With a spate of incidents recently reported in Kent, including a report of five attacks on sheep in five weeks at a farm in Sandwich, what can farmers do in response?
Knowing your rights and responsibilities as a sheep keeper is important to ensuring any action taken is appropriate and legal. The principle piece of legislation is the Dogs (Protection of Livestock) Act 1953 (‘the Act’), which sets out provisions for protecting livestock from dogs and punishment of those found guilty of sheep worrying.
What is defined as ‘worrying’?
This can be a physical attack as well as chasing in such a way as may reasonably be expected to cause injury or suffering, or being at large in an area containing sheep.
Who can be found guilty of an offence?
Section 1 of the Act states that the owner of the dog or anyone else who is in charge of the dog at the time can be found guilty of a sheep worrying offence.
What power do the police have?
The Act enables police to seize and detain any dog where there is reasonable cause to believe that a dog has been worrying livestock, together with powers to issue a warrant to search property to identify a dog suspected of sheep worrying.
What is the penalty for sheep worrying?
Offenders will be penalised with a fine of up to £1,000.
There are a number of defences to the offence under the Act, including if the dog is owned by the sheep keeper or the owner of the field, is a police dog, guide dog or working dog, all of which will not be accountable under the Act.
What can a sheep keeper do in the event of a sheep worrying incident?
The Animals Act 1971 enables the sheep keeper or farmer to take a civil action against the owner where a dog causes damage by killing or injuring livestock and the liability on the owner of the dog is absolute.
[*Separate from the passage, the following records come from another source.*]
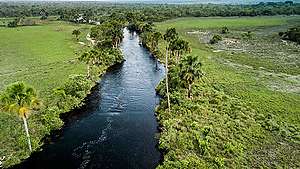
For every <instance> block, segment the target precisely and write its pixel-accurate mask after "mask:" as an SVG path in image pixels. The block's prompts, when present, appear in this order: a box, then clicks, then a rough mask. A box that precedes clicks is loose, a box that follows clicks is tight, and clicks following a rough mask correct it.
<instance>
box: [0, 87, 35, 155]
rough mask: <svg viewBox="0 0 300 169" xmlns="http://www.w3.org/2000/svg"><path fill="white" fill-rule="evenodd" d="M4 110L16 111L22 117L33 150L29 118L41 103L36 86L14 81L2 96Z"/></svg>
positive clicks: (2, 101)
mask: <svg viewBox="0 0 300 169" xmlns="http://www.w3.org/2000/svg"><path fill="white" fill-rule="evenodd" d="M0 101H1V102H0V103H1V104H0V108H1V110H2V111H8V112H14V113H17V114H18V115H19V117H20V118H22V120H23V123H24V128H25V133H26V137H27V142H28V147H29V150H30V152H31V151H32V147H31V141H30V135H29V129H28V125H27V118H28V116H29V113H30V112H31V111H33V110H36V109H37V108H38V106H39V105H40V102H39V100H38V98H37V93H36V91H35V90H34V88H32V87H30V86H27V85H26V84H25V83H23V82H17V83H13V84H11V85H10V86H8V87H7V88H6V90H5V91H4V92H3V93H2V94H1V97H0Z"/></svg>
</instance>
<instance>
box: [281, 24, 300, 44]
mask: <svg viewBox="0 0 300 169" xmlns="http://www.w3.org/2000/svg"><path fill="white" fill-rule="evenodd" d="M279 36H281V37H282V38H283V39H287V40H291V41H294V42H297V43H299V44H300V27H295V28H290V29H289V30H288V31H286V32H279Z"/></svg>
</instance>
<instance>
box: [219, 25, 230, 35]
mask: <svg viewBox="0 0 300 169" xmlns="http://www.w3.org/2000/svg"><path fill="white" fill-rule="evenodd" d="M221 33H222V34H227V33H229V29H228V28H227V27H226V26H224V27H222V30H221Z"/></svg>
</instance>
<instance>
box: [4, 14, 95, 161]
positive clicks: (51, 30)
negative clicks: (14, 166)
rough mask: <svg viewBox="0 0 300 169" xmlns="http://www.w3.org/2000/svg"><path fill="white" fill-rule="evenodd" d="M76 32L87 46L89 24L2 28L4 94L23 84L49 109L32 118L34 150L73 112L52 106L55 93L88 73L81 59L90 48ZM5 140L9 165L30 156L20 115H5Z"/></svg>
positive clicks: (32, 132) (29, 120) (45, 21)
mask: <svg viewBox="0 0 300 169" xmlns="http://www.w3.org/2000/svg"><path fill="white" fill-rule="evenodd" d="M74 29H80V30H81V32H82V33H81V35H80V41H82V42H84V43H85V44H88V42H87V40H86V35H87V33H88V32H89V30H90V26H89V25H78V24H77V25H75V24H71V23H66V22H59V21H49V20H46V21H43V22H40V23H39V24H38V25H35V26H20V27H16V28H7V27H0V39H1V41H0V91H2V90H4V88H5V87H6V86H7V85H8V84H11V83H14V82H16V81H24V82H26V83H27V84H29V85H31V86H33V87H34V88H36V90H37V92H38V93H39V96H40V99H41V101H42V103H43V105H44V106H45V108H43V109H41V110H40V111H39V112H34V113H32V114H31V115H30V117H29V119H28V123H29V124H28V125H29V128H30V134H31V140H32V146H33V149H34V150H38V149H39V148H40V147H41V145H42V144H43V141H42V139H43V138H44V137H45V135H47V134H49V133H50V131H51V130H54V129H58V128H60V127H61V126H62V125H63V123H62V121H61V120H60V119H59V114H60V113H63V112H64V111H68V109H65V110H58V109H57V108H51V107H49V108H47V107H48V106H51V104H50V103H51V102H55V101H54V100H53V97H51V96H53V89H55V88H57V87H63V86H64V85H65V84H66V81H69V76H70V75H72V74H84V75H85V74H86V66H85V64H84V63H81V62H79V61H78V59H77V58H78V56H79V55H80V54H81V52H82V51H84V50H86V49H87V48H88V47H87V45H82V44H79V43H78V42H77V41H76V39H75V37H74V36H73V35H72V31H73V30H74ZM83 80H84V79H83ZM85 87H86V86H85ZM90 87H91V86H87V87H86V88H85V91H84V94H87V93H88V92H89V89H90ZM84 96H85V95H84ZM84 96H83V97H84ZM54 98H55V97H54ZM80 99H83V98H80ZM80 99H77V100H73V101H72V100H71V101H70V102H69V105H70V106H74V105H76V104H77V105H78V104H79V102H81V101H82V100H80ZM46 106H47V107H46ZM70 108H72V107H70ZM0 138H1V139H0V156H1V157H4V156H5V159H4V161H3V162H4V163H3V166H4V167H8V166H11V165H13V164H17V163H20V161H21V160H22V159H25V158H27V157H28V156H29V155H30V152H29V151H28V147H27V145H26V136H25V135H24V128H23V126H22V123H21V120H20V118H19V117H18V115H17V114H13V113H6V112H1V113H0Z"/></svg>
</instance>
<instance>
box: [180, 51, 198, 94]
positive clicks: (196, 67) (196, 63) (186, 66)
mask: <svg viewBox="0 0 300 169" xmlns="http://www.w3.org/2000/svg"><path fill="white" fill-rule="evenodd" d="M179 67H180V73H179V77H180V78H181V79H183V80H184V82H185V85H186V86H187V87H188V92H187V93H188V98H191V93H192V85H193V84H194V81H195V80H196V79H197V78H200V77H202V76H203V73H202V70H201V67H202V63H201V62H200V61H199V59H198V56H192V55H188V56H186V57H185V58H184V59H183V60H182V62H181V63H180V64H179Z"/></svg>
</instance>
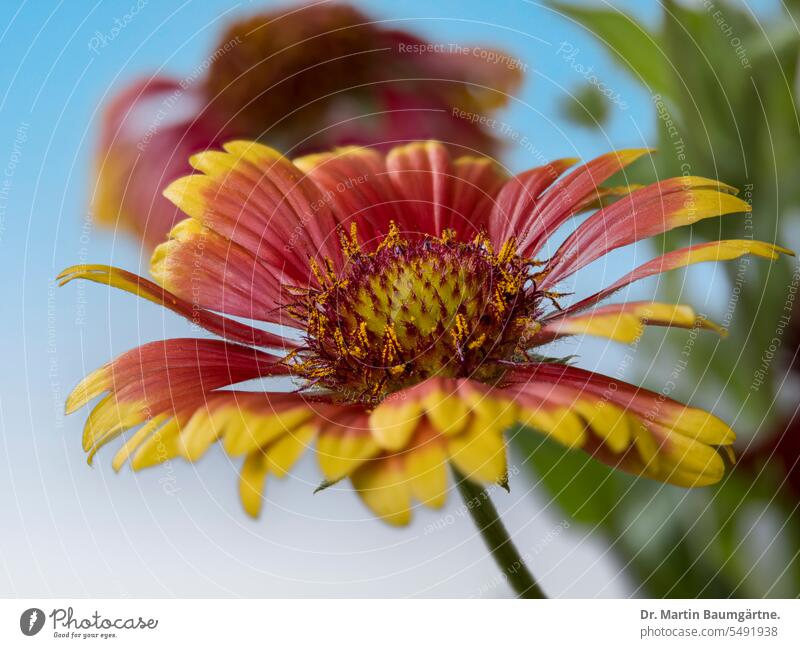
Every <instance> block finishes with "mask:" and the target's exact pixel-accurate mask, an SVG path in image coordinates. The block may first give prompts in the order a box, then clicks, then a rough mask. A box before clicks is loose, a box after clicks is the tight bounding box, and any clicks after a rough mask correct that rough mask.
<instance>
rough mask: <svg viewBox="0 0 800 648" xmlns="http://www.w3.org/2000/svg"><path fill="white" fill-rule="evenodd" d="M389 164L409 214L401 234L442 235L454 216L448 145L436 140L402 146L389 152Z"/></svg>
mask: <svg viewBox="0 0 800 648" xmlns="http://www.w3.org/2000/svg"><path fill="white" fill-rule="evenodd" d="M386 168H387V172H388V174H389V178H390V179H391V181H392V184H393V185H394V187H395V190H396V191H397V193H398V195H399V199H400V201H401V205H400V206H401V207H402V209H403V211H404V212H405V213H406V214H407V215H406V216H405V217H404V219H403V227H401V234H403V235H406V236H408V235H411V236H415V235H424V234H428V235H431V236H438V235H439V234H440V233H441V232H442V229H443V228H444V227H445V226H446V225H447V224H448V223H449V222H450V219H451V216H452V213H451V209H450V205H451V201H452V192H453V168H452V164H451V162H450V154H449V153H448V152H447V149H446V148H445V147H444V146H443V145H442V144H440V143H439V142H433V141H429V142H413V143H411V144H406V145H405V146H398V147H396V148H393V149H392V150H391V151H390V152H389V154H388V155H387V156H386ZM398 226H400V223H398Z"/></svg>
However evidence relating to the damage would need to be provided to enable the farmer to demonstrate the level of damages.
In exceptional circumstances a farmer may decide that destruction of a dog is the only option to prevent harm to their sheep. However it should be noted that this should always be a last resort and only in the event that there were no other reasonable means of ending the worrying.
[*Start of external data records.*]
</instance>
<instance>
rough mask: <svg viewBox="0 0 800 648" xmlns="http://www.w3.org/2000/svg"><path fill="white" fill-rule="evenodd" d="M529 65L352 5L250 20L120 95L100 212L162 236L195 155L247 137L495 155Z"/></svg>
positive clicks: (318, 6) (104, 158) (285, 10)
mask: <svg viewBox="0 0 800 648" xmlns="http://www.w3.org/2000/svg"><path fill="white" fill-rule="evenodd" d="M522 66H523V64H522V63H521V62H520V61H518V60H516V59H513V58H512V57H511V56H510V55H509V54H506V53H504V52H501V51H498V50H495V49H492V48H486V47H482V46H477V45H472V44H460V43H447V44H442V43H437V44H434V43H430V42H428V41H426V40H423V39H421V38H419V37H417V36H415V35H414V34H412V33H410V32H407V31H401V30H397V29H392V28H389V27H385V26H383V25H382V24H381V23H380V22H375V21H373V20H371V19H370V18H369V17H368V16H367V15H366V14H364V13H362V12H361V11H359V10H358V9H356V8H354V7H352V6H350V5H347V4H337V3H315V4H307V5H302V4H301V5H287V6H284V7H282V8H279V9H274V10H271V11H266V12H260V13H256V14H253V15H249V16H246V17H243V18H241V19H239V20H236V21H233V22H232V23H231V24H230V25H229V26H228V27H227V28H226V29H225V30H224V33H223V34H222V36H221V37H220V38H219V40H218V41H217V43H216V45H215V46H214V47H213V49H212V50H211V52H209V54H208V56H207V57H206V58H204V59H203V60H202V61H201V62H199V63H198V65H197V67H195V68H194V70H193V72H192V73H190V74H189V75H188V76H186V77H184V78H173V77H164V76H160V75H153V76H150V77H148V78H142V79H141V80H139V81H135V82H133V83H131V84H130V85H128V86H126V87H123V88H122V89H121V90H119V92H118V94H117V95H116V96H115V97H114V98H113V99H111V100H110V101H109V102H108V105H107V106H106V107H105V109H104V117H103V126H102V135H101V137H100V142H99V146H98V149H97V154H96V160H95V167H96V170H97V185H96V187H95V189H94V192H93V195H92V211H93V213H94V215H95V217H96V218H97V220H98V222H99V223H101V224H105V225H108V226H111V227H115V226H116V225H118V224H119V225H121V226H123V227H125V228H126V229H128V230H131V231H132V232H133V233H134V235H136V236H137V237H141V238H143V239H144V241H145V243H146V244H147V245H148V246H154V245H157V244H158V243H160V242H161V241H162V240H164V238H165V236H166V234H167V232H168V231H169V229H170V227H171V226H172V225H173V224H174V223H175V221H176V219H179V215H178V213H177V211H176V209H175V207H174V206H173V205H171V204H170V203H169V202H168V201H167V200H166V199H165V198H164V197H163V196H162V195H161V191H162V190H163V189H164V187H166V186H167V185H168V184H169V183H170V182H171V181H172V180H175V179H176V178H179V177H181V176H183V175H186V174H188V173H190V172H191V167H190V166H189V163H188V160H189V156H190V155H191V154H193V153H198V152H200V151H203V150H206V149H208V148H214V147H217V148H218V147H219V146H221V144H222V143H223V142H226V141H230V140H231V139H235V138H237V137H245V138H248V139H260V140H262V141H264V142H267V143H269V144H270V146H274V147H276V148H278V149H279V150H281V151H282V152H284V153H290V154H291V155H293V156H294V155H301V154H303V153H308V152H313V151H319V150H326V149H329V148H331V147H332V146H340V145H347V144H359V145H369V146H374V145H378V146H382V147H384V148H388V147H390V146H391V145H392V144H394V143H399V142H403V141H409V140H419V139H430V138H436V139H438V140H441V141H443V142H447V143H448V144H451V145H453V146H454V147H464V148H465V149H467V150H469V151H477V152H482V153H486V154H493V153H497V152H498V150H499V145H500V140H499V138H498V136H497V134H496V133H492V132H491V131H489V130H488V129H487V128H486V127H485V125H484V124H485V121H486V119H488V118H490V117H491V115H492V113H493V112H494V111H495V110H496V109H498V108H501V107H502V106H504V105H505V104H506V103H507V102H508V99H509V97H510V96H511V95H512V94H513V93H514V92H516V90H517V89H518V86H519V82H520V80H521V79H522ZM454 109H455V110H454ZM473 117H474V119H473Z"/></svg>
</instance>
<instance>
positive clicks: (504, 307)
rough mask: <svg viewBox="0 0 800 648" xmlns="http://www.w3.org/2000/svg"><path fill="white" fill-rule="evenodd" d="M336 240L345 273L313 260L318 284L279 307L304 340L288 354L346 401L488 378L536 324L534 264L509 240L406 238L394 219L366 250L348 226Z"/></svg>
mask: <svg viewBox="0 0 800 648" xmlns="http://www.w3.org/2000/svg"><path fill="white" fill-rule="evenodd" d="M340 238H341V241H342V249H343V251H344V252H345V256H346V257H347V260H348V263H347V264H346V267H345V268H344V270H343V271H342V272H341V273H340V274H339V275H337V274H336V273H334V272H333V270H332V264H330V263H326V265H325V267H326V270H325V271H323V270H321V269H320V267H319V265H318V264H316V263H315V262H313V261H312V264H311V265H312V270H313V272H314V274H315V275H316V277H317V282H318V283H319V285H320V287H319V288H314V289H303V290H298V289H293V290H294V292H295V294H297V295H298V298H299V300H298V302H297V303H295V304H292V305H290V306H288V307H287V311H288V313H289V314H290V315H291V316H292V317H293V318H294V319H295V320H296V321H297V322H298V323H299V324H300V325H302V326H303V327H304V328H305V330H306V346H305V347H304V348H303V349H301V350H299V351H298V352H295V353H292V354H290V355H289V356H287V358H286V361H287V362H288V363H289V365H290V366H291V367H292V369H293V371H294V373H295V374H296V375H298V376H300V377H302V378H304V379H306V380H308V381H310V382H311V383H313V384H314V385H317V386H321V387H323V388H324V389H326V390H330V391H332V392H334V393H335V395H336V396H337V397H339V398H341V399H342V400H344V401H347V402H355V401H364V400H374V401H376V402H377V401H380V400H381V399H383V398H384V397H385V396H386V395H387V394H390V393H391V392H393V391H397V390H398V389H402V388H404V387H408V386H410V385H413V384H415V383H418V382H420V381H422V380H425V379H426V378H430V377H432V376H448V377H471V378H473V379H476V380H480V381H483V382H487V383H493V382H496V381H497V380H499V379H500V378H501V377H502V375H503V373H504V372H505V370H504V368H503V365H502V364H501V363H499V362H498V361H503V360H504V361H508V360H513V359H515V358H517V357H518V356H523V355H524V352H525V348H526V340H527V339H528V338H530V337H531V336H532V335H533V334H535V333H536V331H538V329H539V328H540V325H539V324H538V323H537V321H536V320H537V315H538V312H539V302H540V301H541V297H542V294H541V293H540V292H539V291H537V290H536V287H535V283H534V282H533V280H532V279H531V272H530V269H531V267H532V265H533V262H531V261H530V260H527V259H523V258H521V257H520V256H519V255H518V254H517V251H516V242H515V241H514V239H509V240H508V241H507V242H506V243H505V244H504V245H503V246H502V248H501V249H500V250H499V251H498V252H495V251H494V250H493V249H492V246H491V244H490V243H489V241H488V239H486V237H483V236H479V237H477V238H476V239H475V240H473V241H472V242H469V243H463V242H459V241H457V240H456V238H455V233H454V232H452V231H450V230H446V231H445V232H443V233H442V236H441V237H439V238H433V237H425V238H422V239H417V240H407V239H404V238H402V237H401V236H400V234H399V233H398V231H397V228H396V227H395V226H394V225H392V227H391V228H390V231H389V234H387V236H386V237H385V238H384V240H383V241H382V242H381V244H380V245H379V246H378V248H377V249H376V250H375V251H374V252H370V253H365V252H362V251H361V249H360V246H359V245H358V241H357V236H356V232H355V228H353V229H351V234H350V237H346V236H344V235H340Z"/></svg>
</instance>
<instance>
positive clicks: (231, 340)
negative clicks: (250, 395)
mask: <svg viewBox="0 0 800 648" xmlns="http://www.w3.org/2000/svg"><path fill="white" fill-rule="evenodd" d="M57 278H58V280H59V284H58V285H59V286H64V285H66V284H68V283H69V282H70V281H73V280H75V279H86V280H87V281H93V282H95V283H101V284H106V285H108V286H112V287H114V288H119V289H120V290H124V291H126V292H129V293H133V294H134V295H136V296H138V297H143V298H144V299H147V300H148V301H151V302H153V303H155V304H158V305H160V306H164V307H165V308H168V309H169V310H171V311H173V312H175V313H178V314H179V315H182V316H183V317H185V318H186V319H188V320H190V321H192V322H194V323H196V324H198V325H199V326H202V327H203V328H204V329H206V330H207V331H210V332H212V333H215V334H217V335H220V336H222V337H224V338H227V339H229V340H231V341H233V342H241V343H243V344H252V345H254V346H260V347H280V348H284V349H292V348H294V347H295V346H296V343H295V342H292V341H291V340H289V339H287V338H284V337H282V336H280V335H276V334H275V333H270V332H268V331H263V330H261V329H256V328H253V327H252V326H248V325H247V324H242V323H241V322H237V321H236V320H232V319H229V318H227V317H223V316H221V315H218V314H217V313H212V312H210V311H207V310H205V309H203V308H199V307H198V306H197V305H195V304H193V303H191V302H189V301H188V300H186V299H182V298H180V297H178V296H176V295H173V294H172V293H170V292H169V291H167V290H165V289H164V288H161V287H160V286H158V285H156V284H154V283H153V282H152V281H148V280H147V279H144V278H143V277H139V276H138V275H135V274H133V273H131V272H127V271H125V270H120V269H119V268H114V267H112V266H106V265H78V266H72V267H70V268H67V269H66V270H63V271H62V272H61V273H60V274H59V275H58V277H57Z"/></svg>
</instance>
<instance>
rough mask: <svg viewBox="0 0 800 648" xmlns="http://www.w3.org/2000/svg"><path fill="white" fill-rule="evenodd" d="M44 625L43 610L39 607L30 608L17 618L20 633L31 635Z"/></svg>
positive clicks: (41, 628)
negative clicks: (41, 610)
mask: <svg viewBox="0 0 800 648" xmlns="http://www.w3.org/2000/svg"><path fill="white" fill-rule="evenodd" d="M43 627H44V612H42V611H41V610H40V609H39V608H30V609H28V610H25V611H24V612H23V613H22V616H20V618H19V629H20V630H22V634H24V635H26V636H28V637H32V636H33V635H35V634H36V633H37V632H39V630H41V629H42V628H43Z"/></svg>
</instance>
The legality of shooting a dog would very much depend on the individual circumstances of each situation and such action could open a farmer up to both criminal and civil proceedings. For example, dogs are treated as property and therefore its shooting could trigger a criminal damage charge.
In addition, the Animal Welfare Act 2006, makes it an offence to cause unnecessary suffering to dogs (along with other protected animals). Although there is an allowance for ‘the destruction of an animal in an appropriate and humane manner’, this is very much judged on the circumstances of each case and there is a significant risk that failing to kill the dog cleanly with one shot would fall foul of the legislation. Such an offence is punishable with up to six months’ imprisonment and/or fines of up to £20,000, together with the risk of being disqualified from keeping animals.
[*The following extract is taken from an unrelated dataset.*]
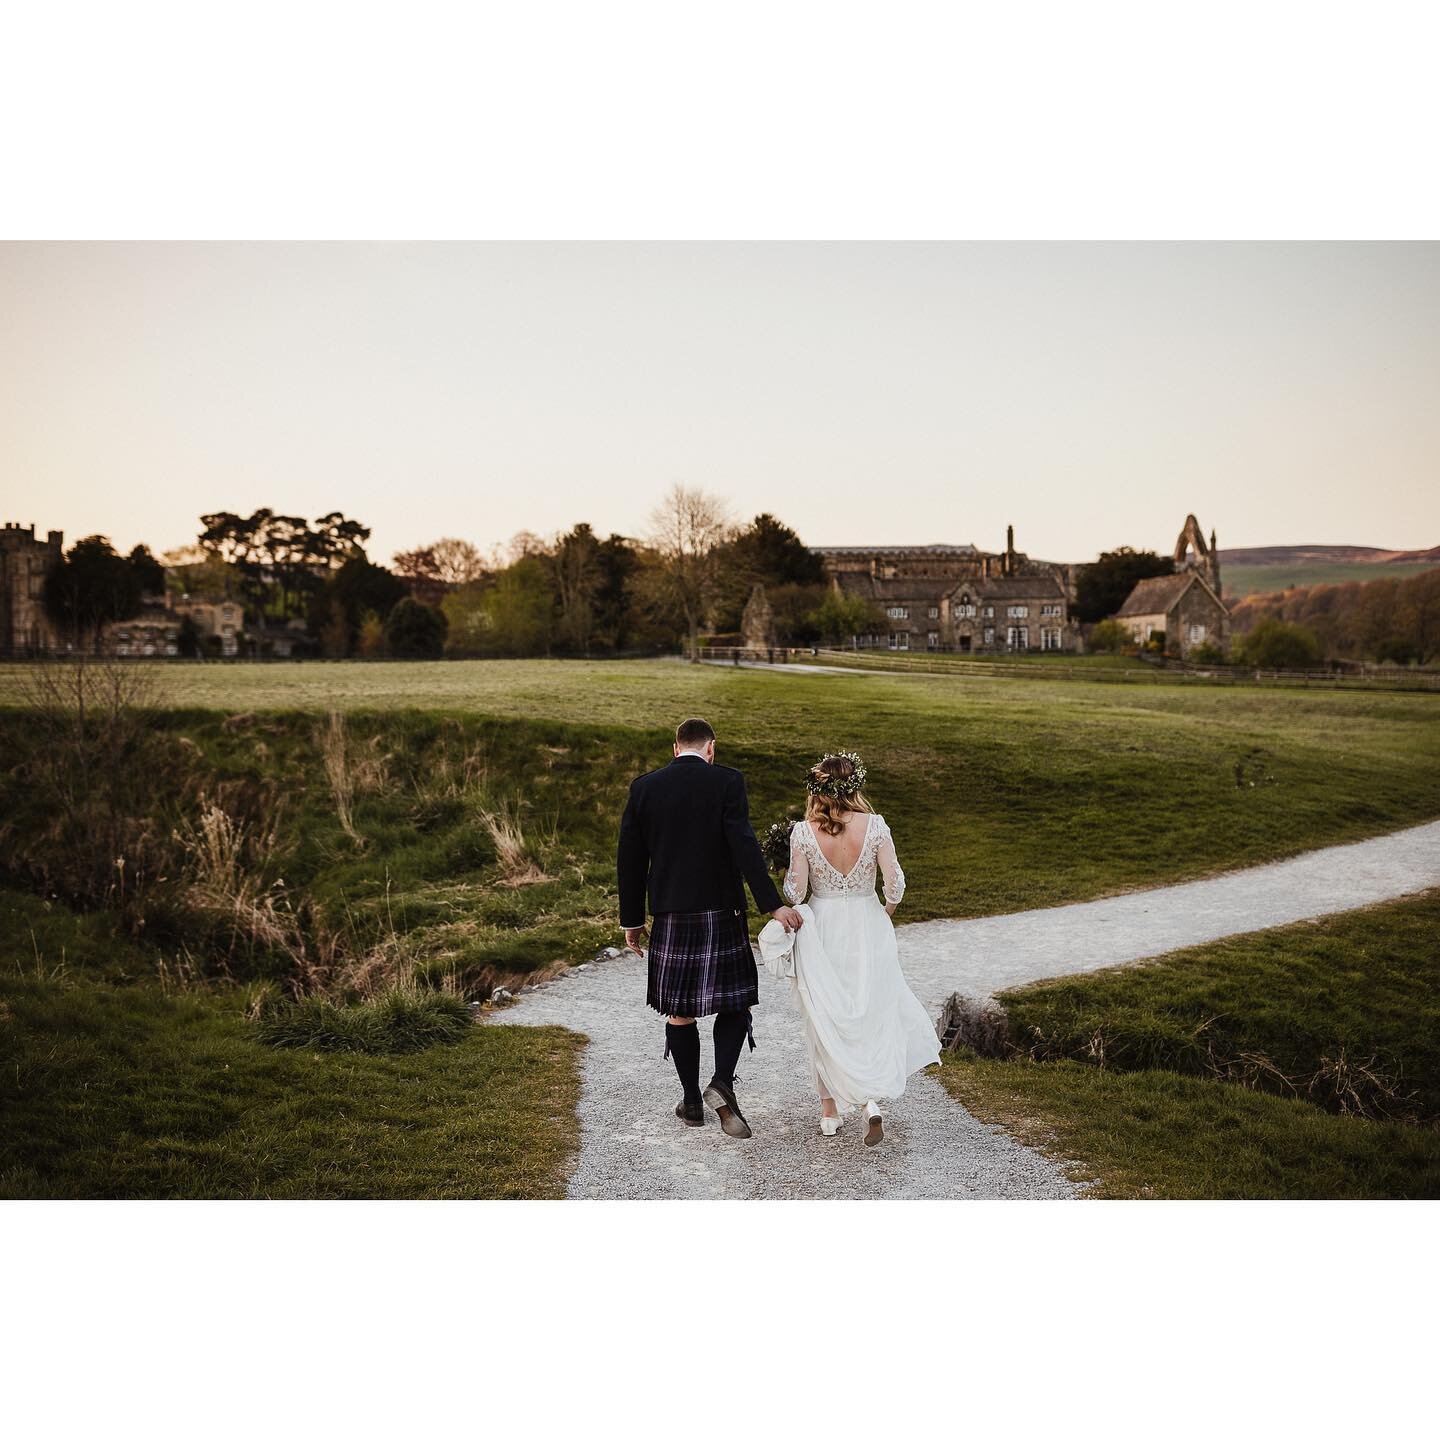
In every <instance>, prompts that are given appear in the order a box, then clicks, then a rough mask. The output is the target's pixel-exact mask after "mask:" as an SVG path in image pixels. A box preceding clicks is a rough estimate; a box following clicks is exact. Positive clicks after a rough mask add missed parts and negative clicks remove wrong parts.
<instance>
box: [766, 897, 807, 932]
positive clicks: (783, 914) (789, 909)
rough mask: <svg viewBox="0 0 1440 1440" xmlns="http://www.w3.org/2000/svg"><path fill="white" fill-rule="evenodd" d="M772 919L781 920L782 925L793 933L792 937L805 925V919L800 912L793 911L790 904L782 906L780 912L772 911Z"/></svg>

There is also a significant risk that the shooting of a dog would give rise to prosecution for firearms offences and would almost certainly give rise to a police review of rights to keep firearms.
It is also important to remember that if a dog is shot it must be reported to the police within 48 hours of the incident. Failure to do so would impact on the defences available in both civil and criminal proceedings.
While landowners are protected by the law, so are dog owners. We would advise that anyone keeping sheep ensures they have a clear understanding of the law and how it applies in practical terms, as well as ensuring any actions in relation to sheep worrying are proportionate and backed up by a lawful excuse.